Die Polen haben sich entschieden: Jaroslaw Kaczynski
soll weg. Die Gesellschaft hat dem Mann eine deutliche Absage 
erteilt, dessen Politikstil es ist, Zwietracht zu säen. Die Welt des 
Premiers ist eingeteilt in Freund und Feind. Auf diese Weise hat er 
es in nur zwei Jahren geschafft, das gesellschaftliche Klima zu 
vergiften und das Land international in die Isolation zu treiben. 
Dafür hat er die Quittung bekommen.
Der Rest Europas - vor allem Berlin - tat gut daran, vor diesen 
Wahlen zu schweigen. Auch gut gemeinte Ratschläge wären Munition für 
den nationalistisch geprägten Wahlkampf Kaczynskis gewesen. Die 
Staatengemeinschaft hat auf die Weitsicht des polnischen Volkes 
vertraut - und Recht behalten. Nun kann also in Brüssel aufgeatmet 
werden.
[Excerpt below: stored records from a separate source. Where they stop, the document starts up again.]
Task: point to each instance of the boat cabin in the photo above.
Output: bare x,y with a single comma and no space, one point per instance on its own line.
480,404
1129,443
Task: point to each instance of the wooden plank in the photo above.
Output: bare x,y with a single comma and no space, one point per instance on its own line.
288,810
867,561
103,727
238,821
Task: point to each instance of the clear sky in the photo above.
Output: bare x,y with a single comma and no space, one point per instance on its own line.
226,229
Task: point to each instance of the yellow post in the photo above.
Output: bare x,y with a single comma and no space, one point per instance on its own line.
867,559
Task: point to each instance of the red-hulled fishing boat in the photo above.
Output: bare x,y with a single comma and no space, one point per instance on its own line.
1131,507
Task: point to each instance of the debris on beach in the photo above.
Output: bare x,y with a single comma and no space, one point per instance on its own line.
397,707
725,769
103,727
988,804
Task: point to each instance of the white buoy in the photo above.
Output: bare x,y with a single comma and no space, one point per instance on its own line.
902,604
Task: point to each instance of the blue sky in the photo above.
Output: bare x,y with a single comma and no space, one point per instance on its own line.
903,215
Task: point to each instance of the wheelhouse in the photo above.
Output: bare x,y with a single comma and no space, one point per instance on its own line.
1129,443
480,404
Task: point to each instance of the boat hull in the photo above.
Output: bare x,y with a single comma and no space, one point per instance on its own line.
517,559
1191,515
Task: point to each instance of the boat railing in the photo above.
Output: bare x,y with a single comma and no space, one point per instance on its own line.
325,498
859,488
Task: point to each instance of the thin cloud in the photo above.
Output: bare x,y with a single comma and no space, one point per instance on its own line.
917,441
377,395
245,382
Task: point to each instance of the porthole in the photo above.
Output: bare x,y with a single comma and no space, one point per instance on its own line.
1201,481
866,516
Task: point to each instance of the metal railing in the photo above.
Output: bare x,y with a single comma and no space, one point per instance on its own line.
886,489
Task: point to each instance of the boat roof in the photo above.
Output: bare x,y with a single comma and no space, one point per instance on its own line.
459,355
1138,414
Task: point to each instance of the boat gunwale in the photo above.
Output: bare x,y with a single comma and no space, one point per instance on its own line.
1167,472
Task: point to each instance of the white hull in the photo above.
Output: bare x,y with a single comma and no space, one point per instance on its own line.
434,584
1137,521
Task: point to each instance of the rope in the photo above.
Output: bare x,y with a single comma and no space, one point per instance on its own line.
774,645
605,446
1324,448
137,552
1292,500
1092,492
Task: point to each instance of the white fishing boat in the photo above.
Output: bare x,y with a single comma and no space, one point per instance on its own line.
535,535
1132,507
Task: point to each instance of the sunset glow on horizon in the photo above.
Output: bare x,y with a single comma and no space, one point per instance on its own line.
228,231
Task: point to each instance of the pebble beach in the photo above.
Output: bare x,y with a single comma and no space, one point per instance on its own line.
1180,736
Dort wird diesem Regierungschef kaum jemand eine Träne 
nachweinen, dem Mann, der die Geduld der Diplomaten mit 
Veto-Drohungen und Ultimaten immer wieder auf eine harte Probe 
stellte.
Polen wird aus der Schmollecke treten und in den Schoß der 
Europäischen Union zurückkehren, doch zum Schoßhündchen der Brüsseler
Bürokraten wird das Land nicht werden. Der liberalkonservative 
Wahlsieger Donald Tusk hat bereits angekündigt, die Interessen Polens
hart zu vertreten. Die Kaczynski-Partei "Recht und Gerechtigkeit" und
die von Tusk geführte "Bürgerplattform" unterscheiden sich vor allem 
im Politikstil, weniger in den Programmen. Die meisten 
außenpolitischen Standpunkte der beiden Parteien sind fast 
deckungsgleich.
Auch eine von der PO geführte Regierung würde in der Europäischen
Union für eine überproportionale Gewichtung der mittelgroßen Staaten 
kämpfen. Auch im Streit mit Berlin um die Rückgabe von Kulturgütern 
profilierten sich Tusks Mannen als beinahe glühende Nationalisten. 
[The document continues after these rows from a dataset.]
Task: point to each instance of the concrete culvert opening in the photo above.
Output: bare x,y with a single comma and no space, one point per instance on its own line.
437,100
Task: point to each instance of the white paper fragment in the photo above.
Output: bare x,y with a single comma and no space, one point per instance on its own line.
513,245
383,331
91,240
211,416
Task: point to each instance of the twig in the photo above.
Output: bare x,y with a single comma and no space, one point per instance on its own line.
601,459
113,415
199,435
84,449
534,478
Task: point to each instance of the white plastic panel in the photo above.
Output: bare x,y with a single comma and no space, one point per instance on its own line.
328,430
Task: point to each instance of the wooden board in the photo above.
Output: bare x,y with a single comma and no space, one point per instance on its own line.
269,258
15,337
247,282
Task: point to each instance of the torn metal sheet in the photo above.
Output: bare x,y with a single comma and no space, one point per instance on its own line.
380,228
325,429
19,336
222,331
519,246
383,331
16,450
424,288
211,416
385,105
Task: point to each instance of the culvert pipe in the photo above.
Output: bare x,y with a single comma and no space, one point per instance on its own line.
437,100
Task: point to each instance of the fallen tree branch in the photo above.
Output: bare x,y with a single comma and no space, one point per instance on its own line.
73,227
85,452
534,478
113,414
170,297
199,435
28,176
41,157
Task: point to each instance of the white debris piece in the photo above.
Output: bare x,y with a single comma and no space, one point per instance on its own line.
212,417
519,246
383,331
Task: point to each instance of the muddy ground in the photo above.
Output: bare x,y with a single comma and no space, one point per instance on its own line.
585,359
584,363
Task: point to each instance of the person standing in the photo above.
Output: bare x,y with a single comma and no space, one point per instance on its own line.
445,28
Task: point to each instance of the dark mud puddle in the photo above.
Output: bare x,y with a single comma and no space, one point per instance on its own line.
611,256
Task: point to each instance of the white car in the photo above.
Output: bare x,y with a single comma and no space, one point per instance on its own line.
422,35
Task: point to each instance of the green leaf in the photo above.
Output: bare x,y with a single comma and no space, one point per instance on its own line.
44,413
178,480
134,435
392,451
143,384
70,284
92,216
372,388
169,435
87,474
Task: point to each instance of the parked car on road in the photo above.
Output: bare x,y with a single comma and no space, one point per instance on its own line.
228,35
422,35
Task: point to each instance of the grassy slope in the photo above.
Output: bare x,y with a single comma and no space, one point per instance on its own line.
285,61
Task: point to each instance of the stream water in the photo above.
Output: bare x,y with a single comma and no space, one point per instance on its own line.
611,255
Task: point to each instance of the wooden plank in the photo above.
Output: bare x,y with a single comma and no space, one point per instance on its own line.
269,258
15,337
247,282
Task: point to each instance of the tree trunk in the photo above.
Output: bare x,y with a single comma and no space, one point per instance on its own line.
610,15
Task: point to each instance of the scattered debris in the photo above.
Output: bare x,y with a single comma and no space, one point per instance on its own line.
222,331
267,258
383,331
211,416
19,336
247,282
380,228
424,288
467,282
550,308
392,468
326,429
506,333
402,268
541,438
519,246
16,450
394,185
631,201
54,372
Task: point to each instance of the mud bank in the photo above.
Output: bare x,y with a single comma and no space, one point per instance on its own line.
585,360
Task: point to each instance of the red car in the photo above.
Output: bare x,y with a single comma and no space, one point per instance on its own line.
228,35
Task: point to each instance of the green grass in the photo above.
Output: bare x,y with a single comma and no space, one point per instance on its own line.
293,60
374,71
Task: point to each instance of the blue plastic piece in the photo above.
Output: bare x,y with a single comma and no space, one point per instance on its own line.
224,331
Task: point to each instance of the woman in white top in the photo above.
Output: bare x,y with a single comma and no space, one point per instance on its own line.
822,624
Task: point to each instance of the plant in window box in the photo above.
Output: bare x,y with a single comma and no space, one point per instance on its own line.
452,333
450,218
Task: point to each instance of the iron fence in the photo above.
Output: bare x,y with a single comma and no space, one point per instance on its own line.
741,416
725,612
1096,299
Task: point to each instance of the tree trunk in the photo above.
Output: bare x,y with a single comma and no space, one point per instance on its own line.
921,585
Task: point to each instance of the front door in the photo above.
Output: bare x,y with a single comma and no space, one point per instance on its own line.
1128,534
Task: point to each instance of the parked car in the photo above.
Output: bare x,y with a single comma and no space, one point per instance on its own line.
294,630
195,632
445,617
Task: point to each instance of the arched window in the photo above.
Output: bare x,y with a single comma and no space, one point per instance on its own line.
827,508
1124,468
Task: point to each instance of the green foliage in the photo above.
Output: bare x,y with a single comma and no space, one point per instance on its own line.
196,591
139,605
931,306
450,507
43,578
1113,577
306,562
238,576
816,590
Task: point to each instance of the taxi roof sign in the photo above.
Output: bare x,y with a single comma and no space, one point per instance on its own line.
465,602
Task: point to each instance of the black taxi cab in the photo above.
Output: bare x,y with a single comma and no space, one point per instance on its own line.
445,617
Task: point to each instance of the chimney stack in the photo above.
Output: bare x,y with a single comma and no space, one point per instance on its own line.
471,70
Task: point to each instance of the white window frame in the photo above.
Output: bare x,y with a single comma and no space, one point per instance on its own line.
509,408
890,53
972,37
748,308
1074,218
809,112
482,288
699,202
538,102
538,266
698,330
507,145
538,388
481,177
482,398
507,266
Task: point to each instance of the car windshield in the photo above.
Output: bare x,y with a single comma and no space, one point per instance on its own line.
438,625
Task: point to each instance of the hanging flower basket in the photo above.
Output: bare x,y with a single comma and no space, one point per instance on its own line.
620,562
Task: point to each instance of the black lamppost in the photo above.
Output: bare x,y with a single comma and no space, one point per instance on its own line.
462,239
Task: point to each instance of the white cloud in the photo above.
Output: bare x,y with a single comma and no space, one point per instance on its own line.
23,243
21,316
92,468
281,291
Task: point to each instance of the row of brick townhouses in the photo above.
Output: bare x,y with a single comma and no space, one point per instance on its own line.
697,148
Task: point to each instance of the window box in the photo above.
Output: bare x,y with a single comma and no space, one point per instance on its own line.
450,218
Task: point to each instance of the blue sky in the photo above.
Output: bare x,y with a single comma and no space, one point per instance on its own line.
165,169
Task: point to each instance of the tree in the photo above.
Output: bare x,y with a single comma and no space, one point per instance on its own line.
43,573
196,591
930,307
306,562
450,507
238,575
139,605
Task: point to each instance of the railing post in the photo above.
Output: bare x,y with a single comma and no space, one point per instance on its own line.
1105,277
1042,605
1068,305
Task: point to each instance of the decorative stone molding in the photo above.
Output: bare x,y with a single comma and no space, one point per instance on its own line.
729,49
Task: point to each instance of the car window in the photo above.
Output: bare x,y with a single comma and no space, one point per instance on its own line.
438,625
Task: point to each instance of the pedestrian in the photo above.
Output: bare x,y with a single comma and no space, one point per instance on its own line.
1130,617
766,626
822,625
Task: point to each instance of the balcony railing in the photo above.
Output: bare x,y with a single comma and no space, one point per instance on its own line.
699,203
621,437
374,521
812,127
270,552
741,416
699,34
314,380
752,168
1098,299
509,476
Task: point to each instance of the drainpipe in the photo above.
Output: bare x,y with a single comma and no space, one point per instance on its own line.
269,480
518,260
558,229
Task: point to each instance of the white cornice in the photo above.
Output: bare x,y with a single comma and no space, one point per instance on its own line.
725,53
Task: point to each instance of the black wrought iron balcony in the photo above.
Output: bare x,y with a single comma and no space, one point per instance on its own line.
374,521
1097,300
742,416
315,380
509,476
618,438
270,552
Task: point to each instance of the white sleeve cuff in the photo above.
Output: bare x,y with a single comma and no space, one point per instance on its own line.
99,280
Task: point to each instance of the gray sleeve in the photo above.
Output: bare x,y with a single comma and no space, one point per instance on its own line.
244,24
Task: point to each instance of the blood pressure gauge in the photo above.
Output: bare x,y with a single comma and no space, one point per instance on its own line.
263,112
Und selbstverständlich sieht man in den Forderungen der Vertriebenen 
gegenüber Polen einen Affront und das Zentrum gegen Vertreibung wird 
natürlich auch von der Bürgerplattform abgelehnt.
Allerdings hat Tusk immer wieder betont, anders als die von 
Komplexen beladenen Kaczynskis habe er kein Problem mit Deutschland. 
Zu erwarten ist, dass er mit seiner Duz-Freundin Merkel ein 
wesentlich unverkrampfteres Verhältnis unterhält als der 
Noch-Premier, der davon ausgeht, dass aus Berlin im Grunde nur Böses 
kommen kann. Hält Tusk sein Wort, haben bald auch die irrwitzigen 
verbalen Ausfälle ein Ende, die während der vergangenen zwei Jahre 
aus Warschau zu vernehmen waren.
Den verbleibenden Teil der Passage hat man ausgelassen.